Every so often we all need a bit of encouragement when pursuing our dreams. For actor J. August Richards, one such moment came a few years ago during an acting workshop being taught by Eric La Salle (ER) and Michael Beach (Third Watch). “One day, they gave me a scene to do from Danny and the Deep Blue Sea and I just couldn’t get it,” recalls Richards.
“While I was busy trying to work it out, Mike Beach casually told the class a lie about me. I turned around and said, ‘That’s not true,’ and he said, ‘Yes it is.’ Mike kept going on at me until I finally stood up, got in his face and yelled, ‘No, it isn’t!’ He yelled back at me, ‘Now put that [energy] back into your performance!’ That was one of those major light bulb moments for me, and something I always keep in mind when I’m performing.”

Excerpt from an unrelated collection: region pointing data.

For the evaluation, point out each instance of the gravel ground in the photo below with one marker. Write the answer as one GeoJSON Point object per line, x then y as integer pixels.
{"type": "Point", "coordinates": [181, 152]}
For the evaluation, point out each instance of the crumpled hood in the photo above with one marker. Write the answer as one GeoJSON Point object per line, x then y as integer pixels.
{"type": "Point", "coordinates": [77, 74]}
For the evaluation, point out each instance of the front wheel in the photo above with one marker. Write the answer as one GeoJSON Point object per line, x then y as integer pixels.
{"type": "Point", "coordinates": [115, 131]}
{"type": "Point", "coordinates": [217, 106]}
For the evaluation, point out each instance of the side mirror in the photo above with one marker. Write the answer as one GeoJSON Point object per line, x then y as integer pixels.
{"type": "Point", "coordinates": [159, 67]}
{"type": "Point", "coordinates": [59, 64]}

For over 15 years, Richards has been honing his craft as a stage, feature film and TV actor. Nowadays, he is busy helping rid Los Angeles of vampires, demons and other assorted evils as Charles Gunn on Angel. Introduced in the first season story War Zone, Gunn used to live on the streets of LA with his younger sister Alonna (Michelle Kelly). He became the self-appointed leader of a small gang of youths who fought against the creatures that preyed on them. Gunn’s life changed forever when he was forced to kill his sister after she was turned into a vampire. Much to his chagrin, he put aside his prejudices in order to join forces with a 200-year-old vampire named Angel (David Boreanaz). Being part of Angel Investigations and a fulltime demon slayer has forced Gunn to grow up fast.
“Before the Christmas break we shot an episode called Cavalry in which my character has to deal with a lot of personal issues along with some very global ones,” explains Richards. “The way he handles himself will show audiences that he’s not the same guy he used to be. What I like most about this [fourth] season is that Gunn’s past has sort of been left behind. When I joined the program as a regular in the second year, a lot of his involvement in the episodes focused on his early days as a slayer. By that I mean they dealt with his old gang. This year, Gunn’s story arc is more about what’s happening in the present. He has his own mission – which is more far-reaching – as opposed to just trying to save a small group of people. Gunn taught his friends everything he knows, and now it’s up to them to take care of themselves, and they’re quite capable of that. They realize he’s needed elsewhere.
“Another aspect of my character’s growth has been his acceptance of the fact that not everything is black or white, and that there are, in fact, shades of gray” continues the actor. “When Gunn originally met Angel his plan was, ‘OK, I’ll work with him as long as he doesn’t get in the way of my killing vampires.’ At the same time he was also thinking, ‘Angel will be the very last vampire that I kill.’ To Gunn, all vampires were evil, even Angel, and there was no place for them in this world. However, nowadays my character is fighting hard to try to protect Angel, so his attitude has completely changed. I think it’s sometimes a shock to Gunn as to just how far he will go to save Angel."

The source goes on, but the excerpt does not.